Frequently Asked Questions
Here's a list of frequently asked questions about Kotlin DataFrame.
If you haven’t found an answer to yours, feel free to ask it on:
#datascience channel in Kotlin Slack (request an invite).
Kotlin DataFrame is an official open-source Kotlin framework written in pure Kotlin for working with tabular data.
Its goal is to reconcile Kotlin’s static typing with the dynamic nature of data,
providing a flexible and convenient idiomatic DSL for working with data in Kotlin.
Not yet — Kotlin DataFrame currently supports only the JVM target.
We’re actively exploring multiplatform support.
To stay updated on progress, subscribe to the corresponding issue.

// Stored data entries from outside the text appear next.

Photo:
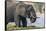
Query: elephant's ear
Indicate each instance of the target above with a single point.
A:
(33, 17)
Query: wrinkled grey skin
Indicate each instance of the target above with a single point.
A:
(10, 8)
(31, 13)
(20, 10)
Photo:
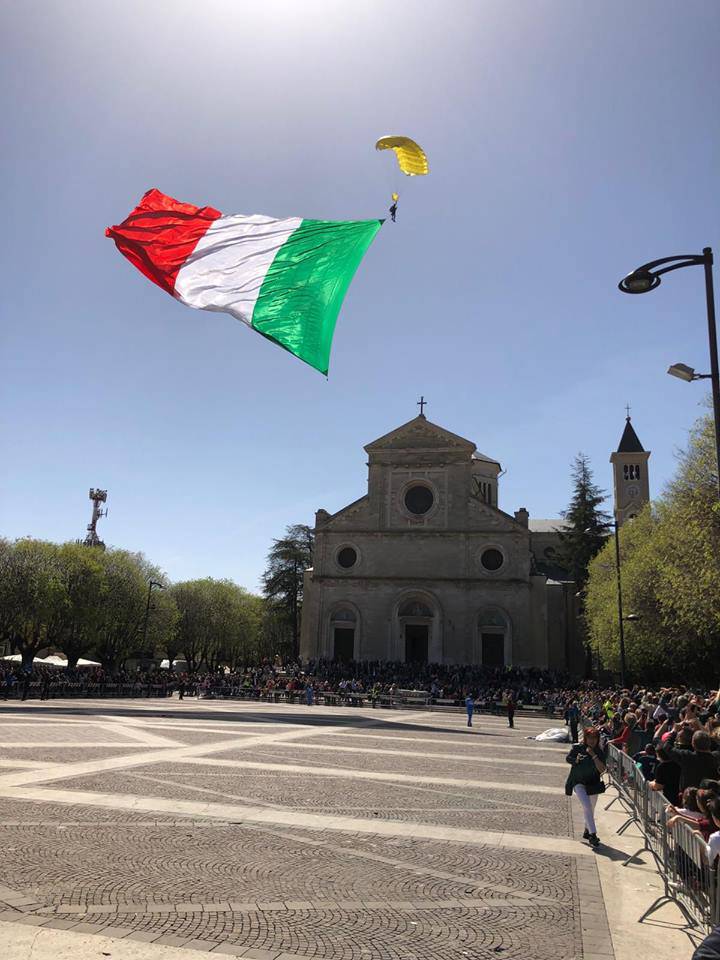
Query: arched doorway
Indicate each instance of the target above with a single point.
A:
(343, 623)
(416, 620)
(494, 644)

Yes — Kotlin DataFrame can be used in Android projects.
There is no dedicated Android artifact yet, but you can include the standard JVM artifact
by setting up a custom Gradle configuration.
If you're new to Kotlin DataFrame, the Quickstart guide is the perfect place to begin —
it gives a brief yet comprehensive introduction to the basics of working with DataFrame.
You can also check out other guides and examples
to explore various use cases and deepen your understanding of Kotlin DataFrame.
For the best experience, Kotlin DataFrame is most effective in an interactive environment.
Kotlin Notebook is ideal for exploring Kotlin DataFrame.
Everything works out of the box — interactivity, rich rendering of DataFrames and plots.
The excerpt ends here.